Kindesunterhalt: Auch titulierter Unterhalt kann mangels Geltendmachung verwirkt sein

Wer Inhaber einer Forderung ist, der muss sich darum kümmern, dass diese auch durchgesetzt wird. Besteht zum Beispiel ein ausstehender Anspruch auf die Zahlung eines Kaufpreises, sollte der Forderungsinhaber klagen, da der Anspruch sonst verjährt. Mit der Vollstreckung des gerichtlichen Urteils kann erst einmal gewartet werden. Im Unterhaltsrecht gilt jedoch etwas anderes.

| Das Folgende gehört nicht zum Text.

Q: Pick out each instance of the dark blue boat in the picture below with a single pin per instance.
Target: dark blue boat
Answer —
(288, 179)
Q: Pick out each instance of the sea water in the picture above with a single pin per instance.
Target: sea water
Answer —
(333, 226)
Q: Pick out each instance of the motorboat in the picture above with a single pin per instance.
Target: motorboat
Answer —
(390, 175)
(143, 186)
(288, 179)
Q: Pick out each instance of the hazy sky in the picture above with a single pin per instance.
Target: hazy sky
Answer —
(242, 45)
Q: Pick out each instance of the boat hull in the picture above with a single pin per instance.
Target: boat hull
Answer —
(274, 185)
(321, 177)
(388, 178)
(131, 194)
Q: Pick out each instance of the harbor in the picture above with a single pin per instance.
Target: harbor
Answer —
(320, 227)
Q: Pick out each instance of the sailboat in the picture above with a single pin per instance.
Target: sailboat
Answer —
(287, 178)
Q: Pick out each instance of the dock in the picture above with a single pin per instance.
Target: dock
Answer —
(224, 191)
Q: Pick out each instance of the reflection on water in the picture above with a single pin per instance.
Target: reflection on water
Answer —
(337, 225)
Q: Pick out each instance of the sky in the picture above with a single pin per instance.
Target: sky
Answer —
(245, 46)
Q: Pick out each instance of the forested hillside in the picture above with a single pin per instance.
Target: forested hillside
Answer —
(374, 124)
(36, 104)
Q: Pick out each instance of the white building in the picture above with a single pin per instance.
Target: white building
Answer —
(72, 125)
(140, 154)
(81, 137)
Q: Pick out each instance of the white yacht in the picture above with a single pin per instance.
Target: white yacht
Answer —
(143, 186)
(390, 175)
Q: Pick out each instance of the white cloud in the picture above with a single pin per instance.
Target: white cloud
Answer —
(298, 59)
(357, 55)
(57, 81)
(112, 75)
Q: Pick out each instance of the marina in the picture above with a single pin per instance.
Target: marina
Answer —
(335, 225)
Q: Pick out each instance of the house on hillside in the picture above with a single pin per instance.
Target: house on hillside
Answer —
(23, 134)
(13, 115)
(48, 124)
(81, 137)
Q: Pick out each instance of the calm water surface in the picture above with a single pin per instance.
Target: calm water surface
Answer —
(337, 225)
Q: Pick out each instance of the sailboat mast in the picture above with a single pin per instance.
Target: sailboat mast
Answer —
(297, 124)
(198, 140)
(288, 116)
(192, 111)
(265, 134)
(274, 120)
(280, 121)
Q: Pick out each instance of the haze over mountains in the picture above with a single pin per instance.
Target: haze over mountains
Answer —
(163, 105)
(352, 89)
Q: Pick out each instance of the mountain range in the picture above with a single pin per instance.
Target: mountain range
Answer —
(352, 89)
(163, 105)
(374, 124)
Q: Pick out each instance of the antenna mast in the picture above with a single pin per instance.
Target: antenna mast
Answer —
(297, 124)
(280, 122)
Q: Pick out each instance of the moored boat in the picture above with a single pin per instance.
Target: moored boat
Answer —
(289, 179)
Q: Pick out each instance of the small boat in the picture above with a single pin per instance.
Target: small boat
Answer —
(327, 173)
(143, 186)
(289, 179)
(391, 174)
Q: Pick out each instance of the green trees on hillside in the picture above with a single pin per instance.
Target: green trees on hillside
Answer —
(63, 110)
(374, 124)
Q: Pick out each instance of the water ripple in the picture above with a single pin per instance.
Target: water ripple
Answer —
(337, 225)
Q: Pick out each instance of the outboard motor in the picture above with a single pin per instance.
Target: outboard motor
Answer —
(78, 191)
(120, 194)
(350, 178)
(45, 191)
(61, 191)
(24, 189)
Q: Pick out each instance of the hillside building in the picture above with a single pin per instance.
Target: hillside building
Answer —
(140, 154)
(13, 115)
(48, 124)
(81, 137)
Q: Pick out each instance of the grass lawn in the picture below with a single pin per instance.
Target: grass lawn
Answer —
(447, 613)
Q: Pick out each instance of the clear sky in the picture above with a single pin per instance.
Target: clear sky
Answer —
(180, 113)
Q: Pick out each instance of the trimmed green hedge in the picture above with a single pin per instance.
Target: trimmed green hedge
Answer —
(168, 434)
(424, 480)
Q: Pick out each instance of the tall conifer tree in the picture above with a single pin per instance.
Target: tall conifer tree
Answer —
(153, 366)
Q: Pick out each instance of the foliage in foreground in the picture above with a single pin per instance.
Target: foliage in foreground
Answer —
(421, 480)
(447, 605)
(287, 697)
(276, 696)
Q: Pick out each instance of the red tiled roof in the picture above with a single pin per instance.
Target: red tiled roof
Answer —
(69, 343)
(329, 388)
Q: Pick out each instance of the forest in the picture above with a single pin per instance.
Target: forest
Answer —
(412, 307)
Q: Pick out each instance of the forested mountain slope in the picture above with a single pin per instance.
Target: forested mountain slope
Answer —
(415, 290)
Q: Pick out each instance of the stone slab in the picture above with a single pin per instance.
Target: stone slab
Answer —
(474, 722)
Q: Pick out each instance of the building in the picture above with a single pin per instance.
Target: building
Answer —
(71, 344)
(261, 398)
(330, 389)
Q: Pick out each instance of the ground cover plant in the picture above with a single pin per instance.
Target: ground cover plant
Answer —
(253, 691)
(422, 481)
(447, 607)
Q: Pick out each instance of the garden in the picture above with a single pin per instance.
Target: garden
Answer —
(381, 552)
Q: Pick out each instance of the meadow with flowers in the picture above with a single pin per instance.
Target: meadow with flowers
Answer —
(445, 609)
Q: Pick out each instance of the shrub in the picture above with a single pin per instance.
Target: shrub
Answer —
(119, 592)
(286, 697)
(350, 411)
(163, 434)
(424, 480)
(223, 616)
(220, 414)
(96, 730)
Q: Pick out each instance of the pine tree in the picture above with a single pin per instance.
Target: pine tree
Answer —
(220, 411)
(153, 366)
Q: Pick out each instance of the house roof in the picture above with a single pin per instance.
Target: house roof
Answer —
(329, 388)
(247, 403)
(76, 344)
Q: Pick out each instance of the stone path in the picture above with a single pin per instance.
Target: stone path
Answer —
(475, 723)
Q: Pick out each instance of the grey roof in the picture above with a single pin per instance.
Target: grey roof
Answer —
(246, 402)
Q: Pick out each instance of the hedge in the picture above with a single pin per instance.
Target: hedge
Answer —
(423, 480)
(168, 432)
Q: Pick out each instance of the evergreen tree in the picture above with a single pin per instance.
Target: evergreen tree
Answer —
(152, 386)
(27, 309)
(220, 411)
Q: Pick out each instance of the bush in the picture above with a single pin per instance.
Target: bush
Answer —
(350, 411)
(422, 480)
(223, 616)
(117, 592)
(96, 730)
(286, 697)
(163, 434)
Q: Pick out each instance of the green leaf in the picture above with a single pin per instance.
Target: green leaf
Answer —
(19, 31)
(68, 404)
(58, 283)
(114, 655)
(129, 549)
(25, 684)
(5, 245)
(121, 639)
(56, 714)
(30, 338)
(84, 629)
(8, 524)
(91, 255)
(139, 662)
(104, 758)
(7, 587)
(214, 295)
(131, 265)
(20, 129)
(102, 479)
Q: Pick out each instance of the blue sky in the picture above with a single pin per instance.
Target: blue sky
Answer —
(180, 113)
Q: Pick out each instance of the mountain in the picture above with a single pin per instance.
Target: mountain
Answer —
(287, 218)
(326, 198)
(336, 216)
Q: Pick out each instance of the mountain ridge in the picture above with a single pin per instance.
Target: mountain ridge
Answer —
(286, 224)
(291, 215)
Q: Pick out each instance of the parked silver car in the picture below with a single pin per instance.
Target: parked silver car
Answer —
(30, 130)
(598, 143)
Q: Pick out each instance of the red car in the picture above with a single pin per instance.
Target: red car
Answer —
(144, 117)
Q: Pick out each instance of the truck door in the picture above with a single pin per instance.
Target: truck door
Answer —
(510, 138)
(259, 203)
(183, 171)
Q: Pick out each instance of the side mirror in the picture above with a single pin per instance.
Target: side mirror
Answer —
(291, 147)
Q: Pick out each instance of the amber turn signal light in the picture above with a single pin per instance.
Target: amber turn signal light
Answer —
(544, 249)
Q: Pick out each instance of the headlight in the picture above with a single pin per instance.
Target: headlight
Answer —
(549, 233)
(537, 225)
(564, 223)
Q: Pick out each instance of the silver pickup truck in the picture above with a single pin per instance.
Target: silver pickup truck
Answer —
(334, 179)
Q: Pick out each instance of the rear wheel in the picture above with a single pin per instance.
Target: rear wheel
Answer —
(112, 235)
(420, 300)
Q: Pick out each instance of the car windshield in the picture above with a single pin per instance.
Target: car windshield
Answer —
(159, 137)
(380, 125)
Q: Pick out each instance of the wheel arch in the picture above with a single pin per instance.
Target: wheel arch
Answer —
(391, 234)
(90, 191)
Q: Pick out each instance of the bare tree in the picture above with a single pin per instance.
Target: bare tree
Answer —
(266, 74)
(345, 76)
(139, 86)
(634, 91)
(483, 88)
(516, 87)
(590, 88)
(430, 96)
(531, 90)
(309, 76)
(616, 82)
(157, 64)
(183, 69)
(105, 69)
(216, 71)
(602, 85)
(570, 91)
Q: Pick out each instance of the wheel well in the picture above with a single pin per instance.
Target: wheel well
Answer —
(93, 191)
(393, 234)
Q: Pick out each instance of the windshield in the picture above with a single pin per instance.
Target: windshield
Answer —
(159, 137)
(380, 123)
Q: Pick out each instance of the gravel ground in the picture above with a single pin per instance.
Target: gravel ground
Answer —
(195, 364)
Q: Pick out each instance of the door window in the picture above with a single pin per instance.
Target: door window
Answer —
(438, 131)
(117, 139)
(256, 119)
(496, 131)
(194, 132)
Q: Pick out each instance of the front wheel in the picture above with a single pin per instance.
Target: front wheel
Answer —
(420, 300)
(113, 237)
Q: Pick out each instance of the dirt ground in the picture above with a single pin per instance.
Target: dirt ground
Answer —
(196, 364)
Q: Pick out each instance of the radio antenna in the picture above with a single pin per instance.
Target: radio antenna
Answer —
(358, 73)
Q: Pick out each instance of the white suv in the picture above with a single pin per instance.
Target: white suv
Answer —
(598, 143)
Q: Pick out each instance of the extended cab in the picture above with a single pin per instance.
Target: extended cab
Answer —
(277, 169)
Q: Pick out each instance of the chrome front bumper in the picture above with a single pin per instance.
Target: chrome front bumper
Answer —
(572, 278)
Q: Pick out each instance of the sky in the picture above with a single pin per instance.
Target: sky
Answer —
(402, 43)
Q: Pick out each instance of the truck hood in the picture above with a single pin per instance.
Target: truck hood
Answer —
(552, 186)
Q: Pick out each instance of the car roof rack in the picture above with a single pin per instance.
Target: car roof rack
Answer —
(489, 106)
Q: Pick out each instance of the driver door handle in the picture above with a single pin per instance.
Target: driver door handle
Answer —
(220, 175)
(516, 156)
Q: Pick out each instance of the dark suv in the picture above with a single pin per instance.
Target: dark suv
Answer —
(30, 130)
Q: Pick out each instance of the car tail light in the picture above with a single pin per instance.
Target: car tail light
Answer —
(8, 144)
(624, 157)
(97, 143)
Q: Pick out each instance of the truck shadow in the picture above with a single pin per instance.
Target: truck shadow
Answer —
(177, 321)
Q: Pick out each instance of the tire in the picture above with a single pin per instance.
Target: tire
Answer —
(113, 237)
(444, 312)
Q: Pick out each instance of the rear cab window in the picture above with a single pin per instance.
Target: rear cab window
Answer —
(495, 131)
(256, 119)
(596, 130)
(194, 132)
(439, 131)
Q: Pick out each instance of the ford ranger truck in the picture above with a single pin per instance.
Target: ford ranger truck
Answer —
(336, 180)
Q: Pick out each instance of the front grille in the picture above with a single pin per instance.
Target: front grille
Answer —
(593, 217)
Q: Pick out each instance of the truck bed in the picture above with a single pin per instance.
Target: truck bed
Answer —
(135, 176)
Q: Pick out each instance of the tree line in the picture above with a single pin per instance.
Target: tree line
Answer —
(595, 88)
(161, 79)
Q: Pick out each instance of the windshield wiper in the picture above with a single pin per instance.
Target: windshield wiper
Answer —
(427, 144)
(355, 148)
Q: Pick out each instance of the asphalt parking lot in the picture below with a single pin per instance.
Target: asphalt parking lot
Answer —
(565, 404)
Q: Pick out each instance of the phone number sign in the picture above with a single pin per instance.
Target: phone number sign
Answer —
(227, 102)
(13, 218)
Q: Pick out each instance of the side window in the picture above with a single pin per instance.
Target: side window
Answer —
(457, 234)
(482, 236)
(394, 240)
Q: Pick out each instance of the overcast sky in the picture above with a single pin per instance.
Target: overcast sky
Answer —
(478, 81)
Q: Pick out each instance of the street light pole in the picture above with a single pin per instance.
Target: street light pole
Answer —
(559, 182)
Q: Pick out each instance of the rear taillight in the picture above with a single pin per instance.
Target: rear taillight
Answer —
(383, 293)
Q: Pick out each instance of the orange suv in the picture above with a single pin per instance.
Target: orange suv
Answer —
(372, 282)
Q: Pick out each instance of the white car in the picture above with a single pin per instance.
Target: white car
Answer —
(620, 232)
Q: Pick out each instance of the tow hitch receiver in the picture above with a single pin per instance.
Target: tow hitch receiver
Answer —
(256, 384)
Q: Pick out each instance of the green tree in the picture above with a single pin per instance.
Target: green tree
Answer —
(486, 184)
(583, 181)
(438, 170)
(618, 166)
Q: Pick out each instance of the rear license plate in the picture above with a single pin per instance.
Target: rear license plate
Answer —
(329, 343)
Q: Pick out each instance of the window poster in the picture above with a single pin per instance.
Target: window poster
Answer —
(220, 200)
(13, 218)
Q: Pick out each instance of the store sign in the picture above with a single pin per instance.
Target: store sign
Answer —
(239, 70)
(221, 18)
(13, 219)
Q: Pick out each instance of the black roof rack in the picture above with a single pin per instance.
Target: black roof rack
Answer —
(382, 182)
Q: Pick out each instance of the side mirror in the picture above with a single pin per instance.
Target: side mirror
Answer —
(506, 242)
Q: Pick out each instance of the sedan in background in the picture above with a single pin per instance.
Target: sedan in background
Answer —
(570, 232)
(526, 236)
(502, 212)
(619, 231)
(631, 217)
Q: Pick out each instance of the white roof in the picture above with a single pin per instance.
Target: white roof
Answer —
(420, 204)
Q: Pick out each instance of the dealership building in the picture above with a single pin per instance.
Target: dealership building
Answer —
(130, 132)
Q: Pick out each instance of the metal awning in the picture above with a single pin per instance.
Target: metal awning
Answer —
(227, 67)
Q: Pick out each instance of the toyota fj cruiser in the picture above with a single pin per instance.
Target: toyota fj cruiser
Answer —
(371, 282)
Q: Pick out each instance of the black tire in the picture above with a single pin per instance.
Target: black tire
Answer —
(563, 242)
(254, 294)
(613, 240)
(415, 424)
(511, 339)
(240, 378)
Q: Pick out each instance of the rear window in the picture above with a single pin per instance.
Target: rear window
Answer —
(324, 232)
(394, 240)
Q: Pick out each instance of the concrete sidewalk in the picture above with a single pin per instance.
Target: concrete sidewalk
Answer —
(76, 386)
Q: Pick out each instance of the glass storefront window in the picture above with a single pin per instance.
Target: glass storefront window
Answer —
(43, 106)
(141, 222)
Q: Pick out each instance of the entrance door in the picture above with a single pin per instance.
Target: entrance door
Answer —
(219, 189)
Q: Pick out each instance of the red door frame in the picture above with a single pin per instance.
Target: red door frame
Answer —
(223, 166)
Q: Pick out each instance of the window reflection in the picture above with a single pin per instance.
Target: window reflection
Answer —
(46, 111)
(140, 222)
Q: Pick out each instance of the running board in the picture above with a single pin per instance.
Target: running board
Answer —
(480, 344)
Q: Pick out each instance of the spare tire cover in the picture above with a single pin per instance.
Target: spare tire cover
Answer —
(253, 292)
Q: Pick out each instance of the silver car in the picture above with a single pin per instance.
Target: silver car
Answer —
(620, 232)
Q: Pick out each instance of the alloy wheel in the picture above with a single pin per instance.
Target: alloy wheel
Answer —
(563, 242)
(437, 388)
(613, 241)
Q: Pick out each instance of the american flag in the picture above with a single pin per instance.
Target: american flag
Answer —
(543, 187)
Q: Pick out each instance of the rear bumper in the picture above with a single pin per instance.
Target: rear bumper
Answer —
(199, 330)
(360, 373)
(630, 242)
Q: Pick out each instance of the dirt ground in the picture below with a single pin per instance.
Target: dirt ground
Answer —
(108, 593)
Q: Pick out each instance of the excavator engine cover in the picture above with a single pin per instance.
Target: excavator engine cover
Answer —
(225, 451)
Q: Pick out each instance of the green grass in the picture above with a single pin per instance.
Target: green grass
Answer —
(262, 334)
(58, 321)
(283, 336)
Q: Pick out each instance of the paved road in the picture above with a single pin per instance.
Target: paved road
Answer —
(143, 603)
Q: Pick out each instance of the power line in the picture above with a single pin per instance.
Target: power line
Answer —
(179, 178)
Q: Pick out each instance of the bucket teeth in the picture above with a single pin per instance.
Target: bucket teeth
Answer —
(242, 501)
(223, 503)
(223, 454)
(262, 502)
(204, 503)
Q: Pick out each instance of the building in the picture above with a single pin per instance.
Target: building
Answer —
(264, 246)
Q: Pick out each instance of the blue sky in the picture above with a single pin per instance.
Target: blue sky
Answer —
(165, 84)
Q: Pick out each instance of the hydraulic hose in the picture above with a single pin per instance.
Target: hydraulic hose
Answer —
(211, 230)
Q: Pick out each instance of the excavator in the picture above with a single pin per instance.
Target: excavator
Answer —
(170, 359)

Auf Kindesunterhalt ist das minderjährige Kind angewiesen: Die Unterhaltsschuld wächst jeden Monat weiter an, wenn diese nicht erfüllt wird. Aus diesem Grund gibt es besondere Fristen, die genau einzuhalten sind – andernfalls kann auch ein eindeutig zustehender Kindesunterhalt nicht mehr gefordert werden. Deshalb ist es unerlässlich, dass Unterhalt binnen eines Jahres verlangt wird. Bleibt der Unterhaltsgläubiger innerhalb dieser Zeit untätig, darf der Unterhaltsverpflichtete annehmen, dass dieser gar nicht ernsthaft verlangt oder benötigt wird. Der Unterhaltsanspruch geht dann verloren. Juristisch wird von Verwirkung gesprochen.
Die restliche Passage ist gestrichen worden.